### Comparing Models and Vectorization Strategies for Text Classification

This try-it focuses on weighing the positives and negatives of different estimators and vectorization strategies for a text classification problem.  In order to consider each of these components, you should make use of the `Pipeline` and `GridSearchCV` objects in scikitlearn to try different combinations of vectorizers with different estimators.  For each of these, you also want to use the `.cv_results_` to examine the time for the estimator to fit the data.

### The Data

The dataset below is from [kaggle]() and contains a dataset named the "ColBert Dataset" created for this [paper](https://arxiv.org/pdf/2004.12765.pdf).  You are to use the text column to classify whether or not the text was humorous.  It is loaded and displayed below.

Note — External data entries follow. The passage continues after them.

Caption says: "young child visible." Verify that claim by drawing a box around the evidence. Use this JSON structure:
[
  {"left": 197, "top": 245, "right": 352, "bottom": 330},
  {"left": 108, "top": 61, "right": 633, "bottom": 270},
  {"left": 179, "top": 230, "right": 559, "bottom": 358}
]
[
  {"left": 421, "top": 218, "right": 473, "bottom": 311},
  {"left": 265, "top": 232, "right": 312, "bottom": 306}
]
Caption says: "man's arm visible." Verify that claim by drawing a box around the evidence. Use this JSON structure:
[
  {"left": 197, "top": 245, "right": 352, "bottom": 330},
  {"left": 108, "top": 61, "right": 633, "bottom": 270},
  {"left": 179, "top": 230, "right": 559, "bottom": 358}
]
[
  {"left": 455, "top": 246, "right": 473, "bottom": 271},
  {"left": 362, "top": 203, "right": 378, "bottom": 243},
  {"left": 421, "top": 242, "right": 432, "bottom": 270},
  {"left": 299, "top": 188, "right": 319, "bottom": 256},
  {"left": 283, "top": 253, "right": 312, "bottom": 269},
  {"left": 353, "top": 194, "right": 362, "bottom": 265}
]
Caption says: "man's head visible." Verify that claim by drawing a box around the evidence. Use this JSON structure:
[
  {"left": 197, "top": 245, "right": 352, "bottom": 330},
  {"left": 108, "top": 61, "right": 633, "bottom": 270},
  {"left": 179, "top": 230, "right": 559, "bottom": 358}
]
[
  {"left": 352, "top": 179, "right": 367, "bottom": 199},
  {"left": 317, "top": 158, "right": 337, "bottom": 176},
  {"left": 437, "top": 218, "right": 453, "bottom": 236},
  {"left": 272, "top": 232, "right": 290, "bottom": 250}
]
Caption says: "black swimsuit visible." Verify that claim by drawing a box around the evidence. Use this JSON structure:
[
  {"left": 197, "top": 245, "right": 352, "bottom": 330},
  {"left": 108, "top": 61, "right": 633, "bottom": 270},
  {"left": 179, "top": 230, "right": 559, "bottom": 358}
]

**Note:** The original dataset contains 200K rows of data. It is best to try to use the full dtaset. If the original dataset is too large for your computer, please use the 'dataset-minimal.csv', which has been reduced to 100K.

In [29]:
import pandas as pd
import numpy as np
from sklearn.model_selection import train_test_split, GridSearchCV

from nltk.tokenize import word_tokenize
from nltk.corpus import stopwords
from nltk.stem import PorterStemmer
from nltk.stem import WordNetLemmatizer
from sklearn.feature_extraction.text import CountVectorizer, TfidfVectorizer

from sklearn.linear_model import LogisticRegression
from sklearn.tree import DecisionTreeClassifier
from sklearn.naive_bayes import MultinomialNB
from sklearn.pipeline import Pipeline

from itertools import product

In [77]:
df = pd.read_csv('text_data/dataset-minimal.csv')
df

Unnamed: 0,text,humor
0,"Joe biden rules out 2020 bid: 'guys, i'm not r...",False
1,Watch: darvish gave hitter whiplash with slow ...,False
2,What do you call a turtle without its shell? d...,True
3,5 reasons the 2016 election feels so personal,False
4,"Pasco police shot mexican migrant from behind,...",False
...,...,...
99994,Did you hear that joke about mosquitoes? it's ...,True
99995,What did van gogh's mother say to him when he ...,True
99996,Inappropriate wedding dresses: say 'i do' to w...,False
99997,Pit bull rescued from high-kill shelter really...,False


In [78]:
X_train, X_test, y_train, y_test = train_test_split(df['text'], df['humor'], test_size=.25)

#### Task


**Text preprocessing:** As a pre-processing step, perform both `stemming` and `lemmatizing` to normalize your text before classifying. For each technique use both the `CountVectorize`r and `TfidifVectorizer` and use options for stop words and max features to prepare the text data for your estimator.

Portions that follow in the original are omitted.